El 19 de noviembre, un día antes que se cumplan 35 años de la Convención sobre los Derechos de los Niños y a días del 25 N, el Día Internacional de la Eliminación de la Violencia contra la Mujer el representante de un supuesto tribunal de «expertos juristas» leyó el fallo vía streaming  que absolvió a los jueces Juan Facundo Gómez Urso y Pablo Viñas. Ambos, junto a otro juez, Aldo Carnevale- que fue jubilado por María Eugenia Vidal sin tener siquiera la edad para hacerlo-  en noviembre del 2018 dejaron libres por el crimen de Lucía Pérez a Matías Gabriel Farías, Juan Pablo Offidani y Alejandro Alberto Maciel ( quien murió el año pasado)

Estos jueces, en esta primera sentencia- que luego, gracias a la lucha de la familia de Lucía fue declarada nula- discriminaron a Lucía, ofendieron a la familia, les hicieron vivir un calvario, no le dieron la tutela y protección del estado a la víctima y ejercitaron punto por punto todo lo que no debe hacerse con una víctima mujer y niña. Se centraron en su vida, en sus costumbres, en su modo de vestir, de caminar, de actuar para determinar que en realidad había muerto sí, pero por una sobredosis y porque que había tenido “relaciones sexuales consensuadas” con dos varones, mayores de edad, que además de ser sus dealers  lavaron, junto a un tercero el cuerpo y lo plantaron en un lugar lejos de los hechos.

Todo esto hicieron estos jueces pero para la JUSTICIA de Argentina-y sobre todo,  en estos tiempos que corren donde el propio presidente  Javier Milei niega no solo las diferencias de género, sino también desfinancia todas las acciones que se realizaban  en territorios para  prevenir, erradicar y sancionar la  violencia por motivos de género,- estos jueces actuaron amparados  por la ley.

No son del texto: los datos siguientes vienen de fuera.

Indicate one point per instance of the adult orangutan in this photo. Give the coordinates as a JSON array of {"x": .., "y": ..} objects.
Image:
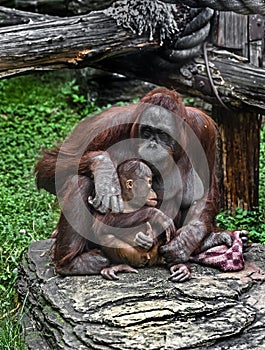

No sólo no van a ser removidos de sus cargos, sino que van a volver  a los Tribunales de Mar del Plata y seguramente juzguen algún otro  femicidio defendiendo a los asesinos como hicieron en el caso de Lucía. De perspectiva de género… ni hablar…De Ley Micaela, tampoco, es un gasto, no hay plata grita Milei a viva voz.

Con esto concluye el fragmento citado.